I thought this discussion was fascinating, because it confirmed my little experience discussing the subject with my best friend, a neurosurgeon practicing in Nashville. Back when he was going through medical school, we used to talk about the high cost of medical care, and he always insisted the problem was malpractice suits; insurance against malpractice was bankrupting doctors and forcing them to add extra testing. When I pointed him to studies showing that malpractice awards were dropping even as insurance costs skyrocketed, he shrugged it off. It was the lawyers, plain and simple.
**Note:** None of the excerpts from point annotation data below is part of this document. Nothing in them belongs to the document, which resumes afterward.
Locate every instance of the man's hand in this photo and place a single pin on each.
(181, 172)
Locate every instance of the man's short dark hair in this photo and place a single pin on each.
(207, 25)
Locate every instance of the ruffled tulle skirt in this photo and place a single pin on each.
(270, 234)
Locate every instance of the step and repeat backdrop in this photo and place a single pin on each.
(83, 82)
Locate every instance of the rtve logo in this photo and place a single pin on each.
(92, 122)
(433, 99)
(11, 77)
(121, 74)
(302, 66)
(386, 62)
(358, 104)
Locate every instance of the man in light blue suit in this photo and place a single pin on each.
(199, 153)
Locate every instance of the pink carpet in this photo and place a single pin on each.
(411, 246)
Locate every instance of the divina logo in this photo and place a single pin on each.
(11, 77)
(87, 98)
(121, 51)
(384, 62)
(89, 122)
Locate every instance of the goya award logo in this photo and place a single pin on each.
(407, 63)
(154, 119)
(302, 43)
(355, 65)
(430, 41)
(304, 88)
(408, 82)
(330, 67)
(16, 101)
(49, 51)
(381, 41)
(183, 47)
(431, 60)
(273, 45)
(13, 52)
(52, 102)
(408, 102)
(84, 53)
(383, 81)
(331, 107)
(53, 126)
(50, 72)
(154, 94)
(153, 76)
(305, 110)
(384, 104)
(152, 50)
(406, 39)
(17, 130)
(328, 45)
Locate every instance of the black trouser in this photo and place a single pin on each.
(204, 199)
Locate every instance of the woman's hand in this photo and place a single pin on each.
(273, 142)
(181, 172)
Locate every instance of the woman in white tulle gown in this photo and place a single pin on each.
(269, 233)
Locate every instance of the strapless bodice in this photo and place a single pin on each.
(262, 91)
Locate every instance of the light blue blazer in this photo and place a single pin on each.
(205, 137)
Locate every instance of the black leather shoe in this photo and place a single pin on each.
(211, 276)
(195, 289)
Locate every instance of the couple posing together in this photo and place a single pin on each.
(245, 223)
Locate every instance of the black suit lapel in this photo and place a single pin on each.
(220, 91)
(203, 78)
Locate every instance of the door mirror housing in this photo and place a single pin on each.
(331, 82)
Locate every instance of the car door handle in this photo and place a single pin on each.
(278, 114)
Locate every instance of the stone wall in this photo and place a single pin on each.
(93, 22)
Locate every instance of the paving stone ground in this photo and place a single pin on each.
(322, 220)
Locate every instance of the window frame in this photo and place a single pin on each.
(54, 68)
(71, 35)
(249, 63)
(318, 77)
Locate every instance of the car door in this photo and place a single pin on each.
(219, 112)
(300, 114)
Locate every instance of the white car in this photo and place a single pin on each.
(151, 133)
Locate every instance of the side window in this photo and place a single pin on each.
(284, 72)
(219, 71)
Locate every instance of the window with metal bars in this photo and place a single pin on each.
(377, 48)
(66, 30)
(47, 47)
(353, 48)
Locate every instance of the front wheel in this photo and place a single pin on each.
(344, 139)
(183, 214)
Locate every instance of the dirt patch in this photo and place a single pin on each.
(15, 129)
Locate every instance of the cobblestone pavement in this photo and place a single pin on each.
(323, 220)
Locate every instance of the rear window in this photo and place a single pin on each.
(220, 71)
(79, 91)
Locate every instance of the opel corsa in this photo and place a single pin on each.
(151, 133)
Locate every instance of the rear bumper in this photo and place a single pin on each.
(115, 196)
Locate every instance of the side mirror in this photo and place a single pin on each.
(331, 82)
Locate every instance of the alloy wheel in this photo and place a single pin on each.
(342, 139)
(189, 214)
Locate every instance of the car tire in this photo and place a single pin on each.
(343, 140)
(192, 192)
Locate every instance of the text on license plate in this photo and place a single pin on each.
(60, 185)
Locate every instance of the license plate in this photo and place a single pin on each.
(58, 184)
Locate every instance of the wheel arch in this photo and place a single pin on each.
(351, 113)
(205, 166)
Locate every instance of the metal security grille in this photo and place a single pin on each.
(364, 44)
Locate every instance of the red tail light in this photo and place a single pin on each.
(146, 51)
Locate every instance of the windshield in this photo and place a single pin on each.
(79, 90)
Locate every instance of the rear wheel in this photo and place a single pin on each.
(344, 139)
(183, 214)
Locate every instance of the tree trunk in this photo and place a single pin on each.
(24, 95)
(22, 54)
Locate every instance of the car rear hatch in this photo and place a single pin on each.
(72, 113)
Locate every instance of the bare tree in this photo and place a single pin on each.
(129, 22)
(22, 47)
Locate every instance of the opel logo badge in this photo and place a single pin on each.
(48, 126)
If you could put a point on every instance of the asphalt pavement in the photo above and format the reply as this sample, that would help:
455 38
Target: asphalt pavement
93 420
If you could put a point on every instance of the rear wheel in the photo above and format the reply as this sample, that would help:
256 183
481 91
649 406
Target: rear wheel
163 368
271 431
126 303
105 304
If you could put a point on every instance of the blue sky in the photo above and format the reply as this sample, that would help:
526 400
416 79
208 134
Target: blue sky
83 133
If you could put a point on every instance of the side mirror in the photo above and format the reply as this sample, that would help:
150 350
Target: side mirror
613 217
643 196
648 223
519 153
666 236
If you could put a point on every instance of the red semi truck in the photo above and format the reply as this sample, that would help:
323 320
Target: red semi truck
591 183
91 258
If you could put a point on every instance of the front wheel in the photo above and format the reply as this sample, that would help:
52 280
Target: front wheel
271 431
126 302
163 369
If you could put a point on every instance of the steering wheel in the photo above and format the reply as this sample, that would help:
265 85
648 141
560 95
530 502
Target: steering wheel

I have a feeling that now, after many more years of practice and experience, he sees things differently (and I'm looking forward to asking him at my bachelor party next week). My guess is that the malpractice canard is a commonly-held but superficial excuse that one would encounter early on in medical education -- especially while interning and doing early rotations. But as doctors gain more experience, they gain a richer, more nuanced understanding that complicates that reassuring but misleading perspective. And that's what is reflected in the exchange above: initially, the doctors offer the comforting excuse that it's the fault of lawyers and court cases -- not their own. But when push comes to shove, they recognize the problem lies closer to home.
Which isn't to say that insurance reform, digitization, universal coverage, prescription cost controls, etc., aren't key to moving forward. But a huge component is getting physicians to recognize that, despite excellent medical skills, their daily decisions contribute incrementally to the national health care problem.